MA Luque-Fernandez & Daniel Redondo

Colliders in Epidemiology: an educational interactive web application

Correlation is not causation
During the last 30 years, classical epidemiology has focussed on the control of confounding [1]. However, it is only recently that epidemiologists have started to focus on the bias produced by colliders and mediators in addition to confounders [2, 3]. In the epidemiological literature different explanations have been proposed to describe the paradoxical protective effect of established risk factors. Such as, for example, the protective effect of maternal smoking on infant mortality and the incidence of pre-eclampsia, namely the birth weight and the smoking pre-eclampsia paradoxes [4, 5].
What is a collider?
A collider for a certain pair of variables (outcome and exposure) is a third variable that is influenced by both of them.
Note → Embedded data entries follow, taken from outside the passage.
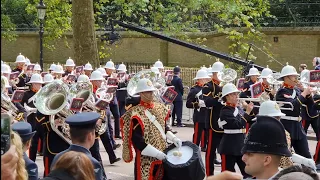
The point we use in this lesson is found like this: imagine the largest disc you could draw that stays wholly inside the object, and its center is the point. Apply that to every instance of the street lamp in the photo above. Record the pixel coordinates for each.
(41, 7)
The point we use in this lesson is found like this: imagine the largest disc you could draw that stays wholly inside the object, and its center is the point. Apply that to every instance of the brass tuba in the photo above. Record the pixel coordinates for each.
(52, 100)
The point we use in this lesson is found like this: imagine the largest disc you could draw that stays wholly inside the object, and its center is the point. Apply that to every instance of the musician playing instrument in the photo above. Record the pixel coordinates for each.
(144, 128)
(194, 101)
(211, 95)
(292, 120)
(233, 124)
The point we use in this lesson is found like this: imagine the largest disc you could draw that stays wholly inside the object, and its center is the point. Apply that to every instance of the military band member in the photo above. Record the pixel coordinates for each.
(147, 139)
(211, 95)
(114, 108)
(88, 69)
(246, 92)
(82, 131)
(266, 72)
(69, 67)
(291, 121)
(24, 130)
(27, 102)
(233, 125)
(21, 67)
(316, 63)
(194, 101)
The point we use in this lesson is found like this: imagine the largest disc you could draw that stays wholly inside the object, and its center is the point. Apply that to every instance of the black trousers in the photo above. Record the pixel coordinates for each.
(214, 139)
(200, 134)
(314, 124)
(229, 161)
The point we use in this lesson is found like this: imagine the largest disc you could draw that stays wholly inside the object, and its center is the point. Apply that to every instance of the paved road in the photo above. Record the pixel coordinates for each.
(124, 171)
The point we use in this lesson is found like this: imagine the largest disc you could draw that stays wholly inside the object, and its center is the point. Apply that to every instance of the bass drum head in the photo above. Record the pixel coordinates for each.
(189, 166)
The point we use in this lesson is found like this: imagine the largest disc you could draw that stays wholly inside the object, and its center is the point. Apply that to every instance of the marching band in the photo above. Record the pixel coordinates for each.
(143, 103)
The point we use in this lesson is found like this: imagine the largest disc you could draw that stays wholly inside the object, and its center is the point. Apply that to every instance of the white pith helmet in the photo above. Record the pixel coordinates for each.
(37, 67)
(270, 108)
(253, 72)
(52, 67)
(228, 89)
(202, 74)
(35, 78)
(69, 62)
(5, 68)
(20, 58)
(110, 65)
(144, 85)
(88, 67)
(155, 70)
(96, 75)
(28, 61)
(217, 67)
(102, 71)
(58, 69)
(158, 64)
(288, 71)
(266, 72)
(122, 67)
(83, 78)
(48, 78)
(6, 82)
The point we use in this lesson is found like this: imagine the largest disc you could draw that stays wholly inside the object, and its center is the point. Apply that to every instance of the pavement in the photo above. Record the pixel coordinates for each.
(124, 171)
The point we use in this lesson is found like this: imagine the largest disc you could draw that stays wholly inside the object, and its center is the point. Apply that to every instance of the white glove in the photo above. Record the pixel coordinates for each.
(201, 103)
(296, 158)
(151, 151)
(177, 142)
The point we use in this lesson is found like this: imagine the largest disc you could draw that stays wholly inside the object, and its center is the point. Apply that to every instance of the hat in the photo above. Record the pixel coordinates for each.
(24, 130)
(86, 120)
(176, 69)
(267, 136)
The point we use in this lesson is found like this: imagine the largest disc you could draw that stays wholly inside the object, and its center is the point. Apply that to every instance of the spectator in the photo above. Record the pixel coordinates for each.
(21, 170)
(9, 162)
(297, 172)
(24, 129)
(72, 165)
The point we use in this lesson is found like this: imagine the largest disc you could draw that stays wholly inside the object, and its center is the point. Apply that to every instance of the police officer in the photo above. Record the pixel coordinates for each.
(25, 132)
(233, 125)
(316, 63)
(200, 111)
(27, 102)
(211, 95)
(69, 67)
(178, 101)
(122, 89)
(246, 92)
(114, 108)
(82, 131)
(291, 121)
(267, 72)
Controlling for, or conditioning the analysis on (i.e., stratification or regression) a collider, can introduce a spurious association between its causes (exposure and outcome) potentially explaining why the medical literature is full of paradoxical findings [6]. In DAG terminology, a collider is the variable in the middle of an inverted fork (i.e., variable W in A -> W <- Y) [7]. While this methodological note will not close the vexing gap between correlation and causation, but it will contribute to the increasing awareness and the general understanding of colliders among applied epidemiologists and medical researchers.
Objective
To illustrate with an educational purpose the effect of conditioning on a collider based on a realistic non-communicable disease epidemiology example (hypertension and dietary sodium intake). We estimate the effect of 24-hour dietary sodium intake in grams (exposure) on systolic blood pressure (outcome) accounting for the effect of age (confounder). The objective of the illustration is to show the paradoxical effect of 24-hour dietary sodium intake on systolic blood pressure after conditioning on 24-hour excretion of urinary protein (collider).
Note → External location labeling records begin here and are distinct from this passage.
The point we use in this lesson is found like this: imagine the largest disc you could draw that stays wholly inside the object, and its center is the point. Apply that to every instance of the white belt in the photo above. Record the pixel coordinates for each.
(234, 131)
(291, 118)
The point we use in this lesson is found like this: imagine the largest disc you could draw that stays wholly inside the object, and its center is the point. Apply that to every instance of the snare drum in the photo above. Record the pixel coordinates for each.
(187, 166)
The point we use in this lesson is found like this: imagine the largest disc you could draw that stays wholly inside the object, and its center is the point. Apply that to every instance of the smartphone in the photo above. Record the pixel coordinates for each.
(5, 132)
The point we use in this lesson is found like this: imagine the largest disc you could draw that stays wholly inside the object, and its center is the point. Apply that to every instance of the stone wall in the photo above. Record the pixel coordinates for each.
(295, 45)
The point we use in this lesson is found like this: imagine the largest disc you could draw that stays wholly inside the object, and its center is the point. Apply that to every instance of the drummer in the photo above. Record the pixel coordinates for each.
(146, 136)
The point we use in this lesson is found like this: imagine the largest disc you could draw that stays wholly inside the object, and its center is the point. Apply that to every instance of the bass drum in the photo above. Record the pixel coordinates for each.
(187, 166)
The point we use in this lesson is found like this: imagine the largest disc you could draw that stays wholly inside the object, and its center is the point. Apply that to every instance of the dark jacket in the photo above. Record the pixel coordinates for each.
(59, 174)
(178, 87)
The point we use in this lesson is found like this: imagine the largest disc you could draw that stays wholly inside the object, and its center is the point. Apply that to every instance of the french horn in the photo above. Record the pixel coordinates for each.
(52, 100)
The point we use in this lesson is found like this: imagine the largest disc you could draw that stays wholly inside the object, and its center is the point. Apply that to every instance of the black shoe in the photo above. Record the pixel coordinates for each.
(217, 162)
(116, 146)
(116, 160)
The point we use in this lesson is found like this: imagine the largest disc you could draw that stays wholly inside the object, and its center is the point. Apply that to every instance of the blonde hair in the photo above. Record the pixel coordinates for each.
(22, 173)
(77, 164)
Link to the web application
http://watzilei.com/shiny/collider/
References
[1] Sander Greenland and Hal Morgenstern. Confounding in health research. Annual Review of Public Health, 22(1):189-212, May 2001.
[2] Stephen R Cole, RobertWPlatt, Enrique F Schisterman, Haitao Chu, Daniel Westreich, David Richardson, and Charles Poole. Illustrating bias due to conditioning on a collider. International Journal of Epidemiology, 39(2):417-420, Nov 2009.
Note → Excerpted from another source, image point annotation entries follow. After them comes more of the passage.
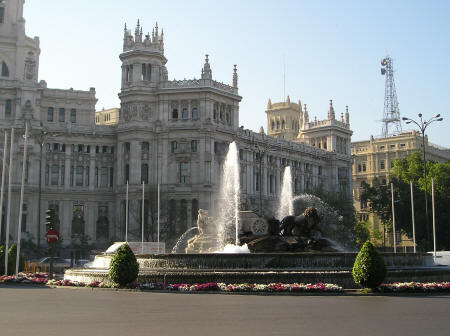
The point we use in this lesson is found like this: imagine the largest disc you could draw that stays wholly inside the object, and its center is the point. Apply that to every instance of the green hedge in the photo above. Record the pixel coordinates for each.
(369, 269)
(12, 254)
(124, 267)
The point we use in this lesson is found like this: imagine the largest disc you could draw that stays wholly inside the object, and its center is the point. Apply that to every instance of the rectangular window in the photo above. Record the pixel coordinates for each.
(127, 173)
(54, 175)
(47, 171)
(104, 177)
(63, 174)
(111, 176)
(87, 176)
(62, 115)
(194, 146)
(144, 72)
(73, 115)
(257, 179)
(79, 176)
(173, 146)
(184, 172)
(149, 72)
(50, 114)
(144, 173)
(24, 222)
[3] Tyler J. Vanderweele and Stijn Vansteelandt. Conceptual issues concerning mediation, interventions and composition. Statistics and Its Interface, 2(4):457-468, 2009.
[4] Miguel Angel Luque-Fernandez, Helga Zoega, Unnur Valdimarsdottir, and Michelle A. Williams. Deconstructing the smoking-preeclampsia paradox through a counterfactual framework. European Journal of Epidemiology, 31(6):613-623, Jun 2016.
[5] S. Hernandez-Diaz, E. F. Schisterman, and M. A. Hernan. The birth weight “paradox” uncovered? American Journal of Epidemiology, 164(11):1115-1120, Sep 2006.
[6] Julia M Rohrer. Thinking clearly about correlations and causation: Graphical causal models for observational data. 2017.
[7] Judea Pearl. Causal diagrams for empirical research. Biometrika, 82(4):669-688, 1995.